A maintenance co-pilot app’s modules and features would enable insights and proactive decision-making
What specific modules and features might a maintenance co-pilot app include?
In addition to information about the ESP components from manufacturers’ manuals and guides, the app would tap into any of the maintenance system applications used at the customer facilities to continuously stream data into the system.
All this data is collected in a data lake, which is the entry point into the system. An Exact Transform Load (ETL) pipeline will analyze the input data and extract known structured information into a relational database, and unstructured data into a blob storage and vector database. This will make it easier for DL/ML models to process them.

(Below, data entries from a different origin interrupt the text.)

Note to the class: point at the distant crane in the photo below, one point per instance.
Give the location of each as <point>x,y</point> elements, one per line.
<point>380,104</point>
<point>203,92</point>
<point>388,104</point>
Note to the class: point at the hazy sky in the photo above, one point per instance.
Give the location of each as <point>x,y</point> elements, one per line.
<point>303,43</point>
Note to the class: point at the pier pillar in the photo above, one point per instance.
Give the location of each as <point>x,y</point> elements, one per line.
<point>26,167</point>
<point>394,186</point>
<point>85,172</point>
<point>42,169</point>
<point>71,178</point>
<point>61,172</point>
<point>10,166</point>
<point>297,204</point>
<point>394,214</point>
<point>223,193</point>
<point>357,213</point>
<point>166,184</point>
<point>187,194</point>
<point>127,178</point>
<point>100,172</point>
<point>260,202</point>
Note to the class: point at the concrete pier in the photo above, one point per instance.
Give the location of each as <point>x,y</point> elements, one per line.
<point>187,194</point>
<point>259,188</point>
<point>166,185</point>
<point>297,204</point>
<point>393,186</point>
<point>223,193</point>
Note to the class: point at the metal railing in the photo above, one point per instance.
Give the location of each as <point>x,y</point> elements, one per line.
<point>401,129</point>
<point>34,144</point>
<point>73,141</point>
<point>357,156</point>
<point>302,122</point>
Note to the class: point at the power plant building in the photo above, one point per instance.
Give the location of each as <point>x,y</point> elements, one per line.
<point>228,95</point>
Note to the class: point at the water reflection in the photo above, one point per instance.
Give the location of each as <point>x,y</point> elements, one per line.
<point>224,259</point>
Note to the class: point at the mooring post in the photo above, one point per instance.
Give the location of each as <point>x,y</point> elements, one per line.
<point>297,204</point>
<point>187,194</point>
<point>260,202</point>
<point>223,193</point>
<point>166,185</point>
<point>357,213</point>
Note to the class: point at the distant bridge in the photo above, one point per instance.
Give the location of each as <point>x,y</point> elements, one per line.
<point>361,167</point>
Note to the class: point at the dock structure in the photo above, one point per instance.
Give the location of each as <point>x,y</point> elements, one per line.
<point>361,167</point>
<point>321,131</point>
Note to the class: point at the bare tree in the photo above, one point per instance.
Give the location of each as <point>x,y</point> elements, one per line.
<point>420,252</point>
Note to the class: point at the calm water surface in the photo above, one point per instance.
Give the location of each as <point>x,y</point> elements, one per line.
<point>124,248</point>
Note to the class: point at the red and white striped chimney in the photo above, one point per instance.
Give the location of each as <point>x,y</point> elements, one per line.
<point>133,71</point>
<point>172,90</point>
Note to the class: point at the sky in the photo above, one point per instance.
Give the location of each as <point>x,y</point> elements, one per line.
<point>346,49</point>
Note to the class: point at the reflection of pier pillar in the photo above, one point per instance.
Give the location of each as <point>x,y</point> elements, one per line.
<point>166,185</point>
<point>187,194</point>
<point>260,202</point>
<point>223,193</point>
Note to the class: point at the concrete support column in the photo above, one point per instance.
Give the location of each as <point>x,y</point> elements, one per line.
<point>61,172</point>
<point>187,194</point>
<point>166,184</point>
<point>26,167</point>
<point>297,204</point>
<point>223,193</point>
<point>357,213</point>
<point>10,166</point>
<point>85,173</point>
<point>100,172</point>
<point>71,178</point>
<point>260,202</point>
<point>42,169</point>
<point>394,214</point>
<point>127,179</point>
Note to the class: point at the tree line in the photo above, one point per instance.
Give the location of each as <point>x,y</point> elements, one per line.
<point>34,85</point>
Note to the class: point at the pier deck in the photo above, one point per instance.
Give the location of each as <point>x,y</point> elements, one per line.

Cognition and intelligence
This module is the brain behind the app, and it has a web application that hosts all models.
It receives queries from the technician via the bot interface and runs them through the custom-trained deep learning model which uses error codes, product descriptions and symptoms to classify the type of equipment malfunction. Using that outcome, it further processes the information through a custom large language model (LLM), trained and fine-tuned on a continuous basis.
This module is responsible for security and governance for the app. It also orchestrates the chat with the bot processing logic and chat interface with various frontend options. This enables technicians to select their preferred interface.
This also keeps a log of chat messages and responses and takes any feedback from the technician to retrain and enrich the model to close the loop.